What makes clinical training succeed or fail

What works

Consistency. Students who do 20 hours per week, every week, finish on schedule and build real competence. The repetition matters. Doing the same brain MRI setup 50 times is what makes it automatic.

Good communication with your site. Tell your supervisor what you’re working on. Ask questions. Flag problems early. Don’t suffer in silence if something isn’t working.

Treating clinical like a job. Because it basically is one. You have a schedule, expectations, supervisors, and consequences for not showing up.

What doesn’t work

Sporadic attendance. Missing a week here and there adds up fast. It extends your timeline, you lose the skills you were building, and the site questions your commitment.

Trying to cram hours. Doing 40-hour clinical weeks sounds efficient, but burnout is real. Sustainable hours (16-24/week) produce better outcomes than sprint-and-crash patterns.

Not addressing problems. If your commute is killing you, your schedule isn’t working, or you’re struggling with a particular skill, tell someone. Your program and your clinical site can usually help if they know what’s wrong.

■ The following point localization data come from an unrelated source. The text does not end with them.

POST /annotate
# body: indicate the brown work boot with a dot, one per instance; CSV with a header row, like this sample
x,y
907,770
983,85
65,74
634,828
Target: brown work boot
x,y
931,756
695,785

By the time you finish clinical hours and pass your certification exam, you’re ready to work as an MRI technologist. The job search for new MRI techs is generally favorable given the ongoing demand.

Where new grads get hired:

  • At their clinical site (common)
  • At other facilities in the same health system
  • Through referrals from clinical contacts
  • Through standard job applications (Indeed, hospital career pages, staffing agencies)

Entry-level MRI technologist salaries range from $55,000 to $72,000 depending on location and setting. Within 2-3 years, most techs are earning $70,000-$90,000. The median nationally is $88,180.

The clinical training period is the bridge between education and employment. The stronger your clinical performance, the smoother the transition to your first job.